Pénurie de masques : les raisons d'un "scandale d'État"
Stock de masques médicaux lors de l’épidémie de H1N1, le 21 juillet 2009 © AFP / Michel Medina  
 
 Pénurie de masques : les raisons d'un "scandale d'État"
 
par Benoît Collombat, Cellule investigation de Radio France publié le 23 mars 2020 à 7h00
 

C’est une crise dans la crise sanitaire : en dix ans, la France a réduit considérablement son stock de masques de protection. Pour quelles raisons ? Enquête. 

"Nous avons des dizaines de millions de masques en stock en cas d’épidémie, ce sont des choses qui sont d’ores et déjà programmées. Si un jour nous devions proposer à telle ou telle population ou personnes à risque de porter des masques, les autorités sanitaires distribueraient ces masques aux personnes qui en auront besoin." 

26 janvier 2020. Face aux micros et aux caméras, Agnès Buzyn, qui est encore ministre des solidarités et de la santé, se veut rassurante : selon elle, il n’y aura pas de pénurie de masques en cas d’épidémie du virus Covid-19 sur le sol français.  

 

Pourtant, à peine plus d’un mois plus tard, le 4 mars 2020, le président de la République, Emmanuel Macron annonce que l’État réquisitionne "tous les stocks et la production de masques de protection" pour les distribuer aux soignants et aux personnes atteintes du coronavirus. Le 13 mars 2020, le Premier ministre Edouard Philippe prend un décret de réquisition des stocks et de la production de masques jusqu’au 31 mai 2020. 

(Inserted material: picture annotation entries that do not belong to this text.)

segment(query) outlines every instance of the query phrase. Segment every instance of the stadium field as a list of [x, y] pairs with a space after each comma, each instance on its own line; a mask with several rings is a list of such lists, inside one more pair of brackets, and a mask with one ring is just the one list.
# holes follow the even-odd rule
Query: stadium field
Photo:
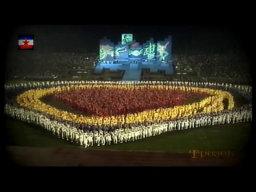
[[86, 149], [59, 139], [39, 126], [6, 117], [8, 146], [61, 147], [188, 153], [191, 149], [227, 150], [243, 153], [250, 138], [252, 122], [204, 126], [165, 133], [132, 142]]
[[[14, 80], [7, 81], [5, 82], [5, 84], [28, 83], [29, 82], [33, 82], [32, 81]], [[237, 107], [240, 106], [245, 103], [243, 98], [240, 96], [234, 95], [234, 97]], [[72, 112], [77, 112], [77, 111], [75, 109], [56, 101], [51, 96], [42, 98], [41, 100], [43, 102], [57, 108]], [[189, 101], [190, 102], [192, 101]], [[126, 151], [133, 152], [134, 154], [132, 155], [132, 157], [138, 156], [141, 157], [142, 158], [144, 158], [143, 157], [146, 155], [145, 154], [143, 154], [143, 152], [152, 152], [152, 154], [156, 153], [156, 154], [152, 154], [152, 157], [158, 156], [158, 155], [157, 153], [158, 152], [162, 152], [165, 154], [168, 153], [170, 156], [170, 157], [168, 157], [168, 158], [170, 158], [169, 159], [172, 159], [174, 157], [174, 159], [176, 158], [179, 158], [179, 155], [177, 155], [178, 154], [180, 154], [181, 155], [187, 154], [191, 156], [191, 154], [189, 154], [189, 153], [190, 150], [199, 150], [205, 151], [229, 150], [235, 154], [246, 154], [247, 152], [246, 147], [248, 147], [248, 144], [249, 142], [252, 131], [252, 122], [248, 122], [234, 124], [206, 126], [186, 130], [175, 131], [164, 133], [160, 135], [145, 138], [134, 142], [99, 147], [94, 146], [84, 148], [79, 146], [76, 143], [72, 143], [70, 141], [60, 139], [56, 136], [54, 135], [51, 132], [38, 125], [16, 120], [7, 116], [4, 116], [4, 119], [7, 148], [9, 149], [8, 150], [9, 152], [12, 150], [13, 151], [11, 152], [15, 152], [15, 154], [19, 153], [18, 151], [20, 149], [19, 148], [22, 148], [23, 149], [22, 150], [25, 150], [26, 149], [27, 149], [26, 150], [34, 150], [34, 152], [28, 152], [29, 155], [28, 155], [28, 158], [30, 158], [30, 157], [32, 156], [32, 154], [34, 152], [35, 154], [38, 154], [38, 152], [40, 150], [44, 151], [46, 150], [51, 152], [50, 153], [47, 152], [49, 153], [47, 153], [49, 154], [49, 156], [53, 157], [52, 154], [54, 154], [55, 152], [54, 152], [55, 151], [54, 150], [58, 150], [58, 149], [62, 149], [61, 150], [62, 151], [63, 150], [65, 151], [66, 150], [67, 151], [68, 150], [68, 152], [66, 152], [67, 153], [72, 153], [72, 152], [74, 152], [74, 154], [75, 152], [78, 152], [78, 154], [83, 153], [84, 155], [82, 154], [81, 156], [85, 156], [86, 159], [88, 158], [88, 156], [87, 155], [89, 155], [89, 153], [88, 153], [92, 152], [90, 152], [93, 151], [98, 152], [98, 153], [95, 154], [95, 155], [98, 156], [99, 159], [100, 159], [103, 155], [103, 154], [104, 152], [102, 152], [103, 151], [106, 151], [106, 153], [107, 151], [119, 151], [120, 153], [118, 153], [118, 155], [116, 153], [106, 154], [107, 156], [108, 156], [108, 155], [110, 156], [112, 156], [113, 160], [115, 159], [114, 157], [117, 155], [120, 157], [123, 155], [122, 152], [121, 151], [123, 151], [124, 152]], [[10, 149], [10, 147], [11, 149]], [[15, 148], [14, 149], [11, 148], [13, 147]], [[54, 151], [54, 152], [52, 152], [53, 150]], [[139, 154], [136, 153], [140, 152], [142, 153]], [[44, 155], [46, 155], [46, 153]], [[125, 156], [126, 155], [123, 154], [123, 155]], [[182, 156], [183, 160], [186, 161], [187, 159], [190, 159], [191, 157], [190, 156], [188, 157], [188, 159], [187, 158], [188, 157], [185, 157], [187, 158], [186, 159], [184, 158], [184, 157]], [[40, 158], [39, 156], [38, 156], [37, 158], [38, 159], [36, 161], [39, 160], [38, 159]], [[20, 162], [20, 159], [24, 158], [22, 157], [23, 156], [21, 156], [20, 157], [20, 159], [18, 161], [19, 162]], [[57, 158], [59, 158], [57, 157]], [[163, 165], [162, 162], [165, 158], [164, 158], [162, 159], [159, 159], [158, 160], [159, 163], [157, 164], [156, 162], [156, 166]], [[186, 160], [186, 159], [187, 160]], [[61, 162], [62, 160], [61, 158], [58, 160], [59, 162]], [[83, 160], [84, 160], [82, 161]], [[142, 161], [144, 160], [141, 160], [142, 161], [141, 163], [142, 163]], [[111, 163], [112, 160], [109, 160], [109, 161], [110, 162], [108, 165], [111, 165], [111, 163]], [[173, 163], [172, 165], [175, 165], [176, 164], [175, 164], [180, 162], [180, 160], [174, 160], [174, 161], [172, 162]], [[146, 163], [146, 162], [148, 162], [145, 160], [144, 163]], [[208, 166], [208, 162], [206, 162], [206, 164], [205, 164], [206, 166]], [[41, 166], [41, 164], [44, 164], [44, 162], [42, 161], [41, 163], [42, 164], [36, 164], [36, 166]], [[22, 164], [21, 163], [19, 164]], [[49, 164], [49, 165], [54, 164], [54, 162], [52, 162], [51, 163], [53, 163], [53, 164]], [[88, 163], [89, 164], [88, 164], [90, 165], [93, 164], [94, 163], [92, 162]], [[98, 163], [98, 165], [100, 166], [102, 164], [99, 162]], [[129, 164], [129, 162], [122, 162], [122, 163], [121, 162], [120, 163], [120, 165], [122, 165]], [[169, 162], [166, 163], [166, 164], [169, 165]], [[217, 161], [213, 162], [212, 163], [213, 164], [210, 164], [210, 166], [214, 164], [218, 166], [220, 164], [221, 162]], [[26, 164], [23, 164], [27, 165]], [[68, 164], [67, 163], [64, 166]], [[198, 164], [196, 164], [196, 165]], [[199, 164], [200, 165], [200, 164]], [[132, 165], [132, 164], [131, 165]], [[178, 166], [179, 165], [179, 164], [178, 164]], [[183, 165], [186, 165], [187, 164], [185, 164]]]

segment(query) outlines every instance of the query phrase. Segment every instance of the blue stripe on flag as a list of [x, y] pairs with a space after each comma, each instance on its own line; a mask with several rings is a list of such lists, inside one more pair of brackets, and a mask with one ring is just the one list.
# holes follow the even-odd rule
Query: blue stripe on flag
[[24, 35], [19, 36], [18, 38], [19, 40], [25, 40], [26, 38], [28, 40], [34, 40], [34, 36], [31, 35]]

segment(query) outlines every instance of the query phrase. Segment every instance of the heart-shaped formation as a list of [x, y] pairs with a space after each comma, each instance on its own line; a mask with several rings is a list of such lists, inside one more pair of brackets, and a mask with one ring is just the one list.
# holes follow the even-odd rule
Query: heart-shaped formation
[[[168, 108], [160, 108], [155, 110], [147, 110], [142, 112], [130, 113], [115, 116], [96, 116], [78, 115], [67, 111], [63, 111], [44, 103], [40, 99], [47, 95], [58, 92], [69, 91], [73, 90], [105, 89], [111, 88], [122, 90], [135, 91], [136, 90], [146, 90], [154, 89], [157, 91], [168, 90], [189, 93], [204, 93], [209, 96], [199, 102], [192, 104], [175, 106]], [[190, 116], [200, 114], [207, 114], [221, 111], [224, 109], [223, 100], [227, 99], [228, 109], [234, 107], [233, 97], [230, 93], [220, 90], [198, 87], [170, 86], [130, 86], [130, 85], [106, 86], [102, 85], [72, 85], [69, 86], [53, 87], [48, 89], [32, 90], [25, 92], [17, 98], [17, 102], [21, 106], [31, 108], [37, 111], [54, 116], [64, 120], [71, 121], [77, 124], [90, 125], [114, 126], [120, 124], [129, 124], [142, 122], [158, 122], [181, 118]]]
[[204, 92], [179, 90], [144, 88], [129, 90], [98, 88], [60, 92], [54, 94], [54, 98], [87, 116], [108, 116], [173, 108], [208, 96]]
[[[16, 98], [18, 106], [12, 102], [6, 104], [5, 113], [40, 125], [59, 138], [76, 141], [84, 147], [216, 124], [216, 118], [222, 116], [226, 117], [224, 121], [219, 118], [222, 123], [230, 123], [230, 117], [235, 115], [232, 94], [223, 90], [226, 87], [214, 89], [212, 84], [203, 88], [182, 82], [178, 86], [174, 82], [165, 82], [164, 85], [152, 82], [47, 83], [38, 83], [32, 89], [24, 90]], [[8, 88], [10, 96], [7, 97], [22, 87], [20, 84]], [[244, 95], [251, 101], [250, 88]], [[50, 96], [83, 111], [83, 114], [61, 110], [42, 102], [42, 98]], [[227, 110], [224, 111], [226, 100]], [[235, 118], [232, 118], [233, 123], [235, 120], [236, 122], [241, 122], [241, 117], [251, 120], [251, 108], [250, 101], [250, 105], [238, 109]]]

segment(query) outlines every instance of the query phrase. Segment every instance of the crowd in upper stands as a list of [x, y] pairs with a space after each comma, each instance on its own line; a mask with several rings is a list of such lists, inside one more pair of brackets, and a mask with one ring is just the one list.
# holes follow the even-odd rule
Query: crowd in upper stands
[[98, 58], [94, 54], [53, 53], [28, 54], [22, 57], [18, 53], [7, 60], [6, 77], [50, 78], [67, 76], [74, 68], [92, 70]]
[[[7, 60], [6, 77], [27, 78], [54, 78], [68, 77], [74, 68], [87, 70], [92, 73], [98, 62], [96, 54], [59, 53], [21, 54]], [[174, 67], [200, 71], [200, 75], [216, 77], [251, 79], [250, 64], [236, 54], [211, 54], [187, 56], [173, 54]], [[187, 69], [188, 70], [188, 69]], [[196, 76], [196, 73], [194, 75]]]
[[237, 55], [208, 54], [185, 56], [174, 55], [176, 65], [193, 70], [200, 70], [205, 76], [217, 77], [248, 77], [250, 75], [248, 61]]

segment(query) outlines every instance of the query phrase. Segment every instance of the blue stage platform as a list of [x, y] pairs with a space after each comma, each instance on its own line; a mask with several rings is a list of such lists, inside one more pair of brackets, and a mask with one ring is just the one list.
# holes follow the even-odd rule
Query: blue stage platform
[[[122, 63], [120, 63], [121, 62]], [[109, 69], [113, 72], [117, 72], [119, 70], [124, 70], [125, 72], [122, 80], [125, 81], [140, 80], [142, 69], [149, 69], [150, 73], [157, 73], [158, 70], [164, 70], [166, 75], [174, 74], [173, 67], [171, 62], [168, 64], [162, 64], [160, 62], [154, 64], [146, 62], [138, 62], [136, 64], [129, 63], [124, 61], [113, 64], [100, 62], [96, 66], [94, 73], [101, 74], [104, 69]]]

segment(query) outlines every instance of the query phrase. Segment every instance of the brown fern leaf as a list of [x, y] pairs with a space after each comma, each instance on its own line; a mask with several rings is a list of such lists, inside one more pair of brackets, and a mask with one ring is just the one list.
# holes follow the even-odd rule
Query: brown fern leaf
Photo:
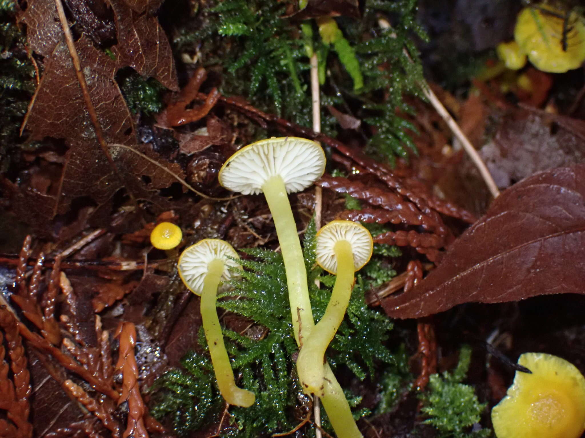
[[112, 436], [119, 438], [119, 425], [111, 412], [108, 412], [102, 404], [98, 403], [81, 387], [75, 384], [71, 380], [66, 380], [63, 385], [73, 397], [85, 407], [85, 409], [97, 417], [104, 426], [112, 432]]
[[[26, 356], [22, 345], [22, 340], [18, 333], [18, 322], [11, 312], [5, 307], [0, 307], [0, 327], [4, 331], [8, 346], [12, 370], [13, 384], [8, 378], [5, 352], [2, 348], [2, 362], [0, 364], [0, 408], [5, 409], [6, 416], [16, 426], [18, 438], [30, 438], [33, 434], [33, 426], [29, 422], [30, 406], [29, 397], [30, 395], [30, 374], [27, 367]], [[12, 428], [4, 425], [7, 433], [11, 433]], [[2, 428], [0, 427], [0, 428]]]

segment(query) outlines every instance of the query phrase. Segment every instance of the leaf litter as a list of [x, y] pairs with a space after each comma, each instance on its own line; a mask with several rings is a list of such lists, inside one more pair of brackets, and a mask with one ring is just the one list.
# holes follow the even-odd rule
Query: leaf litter
[[[29, 1], [19, 15], [42, 72], [25, 133], [29, 144], [43, 145], [27, 151], [29, 166], [21, 166], [10, 178], [3, 176], [2, 186], [11, 212], [45, 240], [36, 239], [28, 246], [25, 244], [20, 258], [0, 257], [8, 266], [18, 265], [19, 286], [3, 296], [19, 317], [27, 321], [20, 329], [27, 340], [28, 368], [35, 383], [30, 418], [24, 418], [22, 409], [7, 411], [22, 429], [11, 429], [11, 433], [30, 435], [32, 429], [26, 425], [30, 420], [35, 433], [54, 438], [116, 436], [126, 427], [125, 434], [144, 436], [147, 429], [153, 436], [168, 436], [147, 413], [150, 396], [147, 387], [168, 364], [178, 366], [188, 351], [194, 349], [201, 355], [204, 350], [198, 333], [198, 300], [183, 287], [173, 260], [148, 248], [149, 230], [155, 221], [166, 217], [184, 226], [187, 244], [205, 237], [226, 237], [238, 248], [276, 248], [273, 225], [261, 199], [211, 198], [226, 195], [216, 183], [219, 166], [238, 145], [256, 138], [259, 128], [315, 138], [329, 148], [334, 164], [328, 170], [335, 175], [326, 174], [319, 183], [324, 189], [324, 217], [360, 220], [371, 227], [378, 253], [369, 271], [373, 276], [370, 288], [364, 291], [371, 298], [367, 302], [381, 303], [387, 314], [419, 318], [465, 303], [580, 293], [583, 279], [577, 270], [583, 266], [579, 262], [563, 260], [578, 260], [582, 256], [583, 230], [579, 218], [583, 217], [580, 206], [584, 193], [580, 175], [585, 169], [581, 165], [531, 175], [582, 161], [582, 122], [538, 110], [494, 105], [493, 99], [503, 99], [497, 93], [489, 98], [470, 95], [461, 105], [437, 89], [476, 147], [487, 144], [482, 153], [493, 173], [501, 177], [503, 187], [528, 177], [512, 185], [475, 221], [475, 214], [458, 205], [473, 205], [474, 197], [483, 195], [472, 192], [463, 202], [450, 197], [457, 190], [449, 189], [460, 183], [460, 176], [453, 183], [445, 175], [455, 175], [466, 159], [457, 152], [442, 120], [425, 104], [413, 103], [415, 113], [402, 114], [408, 121], [405, 126], [418, 130], [409, 132], [419, 157], [410, 157], [408, 162], [399, 159], [391, 169], [363, 155], [363, 140], [356, 138], [371, 134], [371, 127], [348, 110], [346, 102], [328, 104], [332, 118], [346, 133], [352, 133], [347, 138], [340, 137], [344, 138], [340, 141], [264, 112], [245, 96], [220, 94], [213, 88], [218, 83], [215, 68], [209, 69], [212, 74], [208, 81], [205, 76], [197, 79], [198, 72], [188, 66], [180, 66], [177, 75], [174, 62], [178, 57], [173, 56], [155, 16], [162, 1], [109, 0], [109, 9], [87, 13], [71, 4], [68, 11], [78, 32], [74, 44], [87, 86], [85, 94], [55, 4]], [[331, 15], [342, 13], [355, 20], [361, 13], [353, 1], [311, 1], [293, 16], [321, 15], [323, 8]], [[153, 50], [155, 47], [160, 50]], [[179, 89], [178, 78], [184, 84], [190, 77], [197, 86], [184, 88], [176, 98], [168, 95], [167, 102], [180, 105], [167, 104], [159, 114], [157, 126], [128, 109], [117, 82], [121, 69], [128, 68], [156, 78], [173, 92]], [[205, 70], [203, 73], [207, 74]], [[548, 79], [540, 78], [545, 82]], [[518, 96], [537, 106], [544, 102], [542, 95]], [[167, 116], [173, 112], [176, 114], [169, 123]], [[494, 120], [499, 121], [495, 128]], [[177, 124], [183, 126], [176, 127]], [[139, 134], [143, 142], [137, 141]], [[188, 184], [204, 196], [190, 192]], [[315, 196], [308, 190], [292, 199], [302, 231], [314, 213]], [[481, 213], [486, 205], [470, 210]], [[466, 224], [473, 225], [460, 236]], [[84, 242], [68, 260], [61, 260], [60, 253], [80, 237], [89, 236], [95, 227], [104, 233]], [[43, 252], [50, 256], [45, 258]], [[393, 278], [397, 272], [402, 273]], [[29, 280], [25, 280], [27, 275]], [[401, 294], [387, 296], [402, 288]], [[56, 293], [58, 304], [53, 313], [39, 313], [55, 299], [51, 297]], [[241, 303], [231, 304], [238, 307]], [[7, 339], [15, 339], [16, 320], [11, 319], [8, 308], [0, 313], [2, 332]], [[441, 316], [435, 318], [440, 321]], [[268, 333], [265, 327], [237, 314], [228, 312], [222, 321], [232, 333], [243, 333], [248, 339], [236, 336], [240, 342], [261, 340]], [[60, 334], [54, 331], [55, 324], [60, 325]], [[412, 334], [411, 327], [400, 326]], [[410, 379], [422, 388], [429, 376], [449, 368], [441, 363], [437, 348], [442, 337], [446, 336], [439, 332], [435, 337], [435, 326], [442, 329], [431, 319], [419, 321], [414, 336], [418, 339], [411, 335], [391, 338], [404, 342], [413, 355], [410, 366], [401, 369], [410, 370], [418, 378], [404, 377], [394, 390], [387, 388], [401, 391], [393, 413], [371, 416], [374, 426], [364, 420], [360, 427], [364, 433], [405, 435], [418, 427], [421, 436], [436, 436], [432, 429], [417, 425], [417, 399], [405, 383]], [[349, 345], [359, 340], [348, 336], [340, 342]], [[459, 341], [453, 344], [459, 347]], [[9, 362], [16, 370], [11, 377], [13, 385], [21, 381], [18, 379], [26, 366], [19, 354], [16, 359], [11, 356]], [[347, 366], [353, 371], [363, 364], [348, 361]], [[139, 374], [135, 372], [137, 367]], [[363, 395], [363, 409], [373, 409], [378, 398], [387, 395], [387, 390], [371, 382], [356, 381], [349, 370], [342, 375], [355, 381], [351, 387]], [[459, 381], [457, 385], [465, 387]], [[2, 383], [10, 384], [11, 380]], [[461, 388], [465, 394], [470, 390]], [[24, 398], [15, 397], [21, 401]], [[23, 402], [18, 403], [24, 406]], [[80, 404], [84, 410], [77, 408]], [[304, 401], [300, 400], [295, 409], [302, 411], [294, 415], [299, 422], [305, 411], [310, 413]], [[221, 432], [226, 412], [204, 425], [205, 436]], [[232, 429], [228, 426], [226, 433]]]

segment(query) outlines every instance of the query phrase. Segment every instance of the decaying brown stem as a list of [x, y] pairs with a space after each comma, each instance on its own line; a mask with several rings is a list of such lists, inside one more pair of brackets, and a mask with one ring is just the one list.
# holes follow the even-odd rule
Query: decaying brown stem
[[122, 371], [122, 395], [119, 405], [128, 402], [128, 422], [123, 438], [148, 438], [143, 417], [146, 412], [144, 401], [138, 385], [138, 366], [134, 356], [136, 343], [136, 329], [132, 322], [123, 322], [118, 327], [117, 336], [120, 338], [120, 349], [116, 369]]
[[[0, 307], [0, 327], [4, 333], [2, 336], [0, 332], [0, 409], [6, 411], [6, 417], [13, 423], [0, 419], [0, 436], [30, 438], [33, 426], [29, 422], [30, 375], [18, 324], [11, 312], [4, 306]], [[2, 346], [3, 337], [8, 347], [9, 366], [6, 361], [6, 351]], [[12, 371], [12, 380], [8, 377], [9, 370]]]
[[104, 427], [112, 432], [112, 436], [119, 438], [120, 430], [118, 423], [111, 412], [108, 412], [103, 406], [90, 397], [81, 387], [76, 385], [71, 380], [66, 380], [64, 386], [85, 409], [99, 419]]

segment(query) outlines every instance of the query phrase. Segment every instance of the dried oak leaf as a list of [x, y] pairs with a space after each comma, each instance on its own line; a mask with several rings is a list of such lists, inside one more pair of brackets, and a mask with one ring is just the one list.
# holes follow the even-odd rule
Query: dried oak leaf
[[50, 56], [55, 45], [63, 39], [54, 0], [29, 0], [18, 20], [26, 25], [29, 47], [43, 56]]
[[108, 0], [108, 3], [116, 21], [118, 43], [112, 51], [118, 67], [132, 67], [142, 76], [152, 77], [169, 89], [178, 91], [175, 62], [164, 32], [156, 17], [136, 12], [146, 2]]
[[536, 173], [492, 203], [412, 291], [383, 300], [421, 318], [463, 303], [585, 294], [585, 164]]
[[[104, 140], [133, 144], [130, 112], [113, 79], [116, 63], [85, 37], [75, 46]], [[25, 124], [31, 140], [64, 138], [69, 147], [59, 190], [53, 199], [53, 215], [66, 211], [78, 197], [89, 196], [98, 204], [104, 204], [119, 187], [97, 141], [71, 55], [64, 43], [57, 44], [45, 64]]]
[[585, 138], [579, 130], [584, 124], [535, 112], [505, 114], [480, 154], [498, 186], [505, 188], [535, 172], [585, 161]]

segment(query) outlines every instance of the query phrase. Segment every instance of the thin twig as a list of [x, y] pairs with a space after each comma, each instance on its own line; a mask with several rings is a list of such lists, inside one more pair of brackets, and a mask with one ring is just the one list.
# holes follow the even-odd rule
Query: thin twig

Le 17 mars 2020, sur France Inter, le ministre de la santé, Olivier Véran, estime qu’il reste "110 millions de masques" dans les stocks de l’État, alors qu’il y en avait plus d’un milliard, dix ans plus tôt. "Nous avons assez de masques aujourd’hui pour permettre aux soignants d’être armés face à la maladie et de soigner les malades", affirme alors Olivier Véran. "Mais en fonction de la durée de l’épidémie, nous ne savons pas si nous en aurons suffisamment à terme." 

 

"Comme le scandale du sang contaminé" 
 

Le personnel médical découvre alors, effaré que la France ne dispose pas du stock nécessaire de masques pour faire face à l’épidémie. 

"Pour nous, c’est un véritable scandale d’État", estime le porte-parole du Syndicat national des professionnels infirmiers (SNPI), Thierry Amouroux. "C’est du même ordre que le scandale du sang contaminé. Des centaines de milliers de personnes vont être contaminées, d’autres vont mourir faute de cette impréparation du gouvernement et des mauvaises décisions qui ont été prises. Le principe de base c’est d’avoir en stock des masques FFP2. Ces masques, tout comme les masques chirurgicaux, auraient dû être commandés le plus tôt possible. Gouverner, c’est prévoir. Quand la crise sera finie, nous espérons que certains responsables qui ont été incapables d’organiser la défense sanitaire du pays auront à répondre de leurs actes devant la justice." 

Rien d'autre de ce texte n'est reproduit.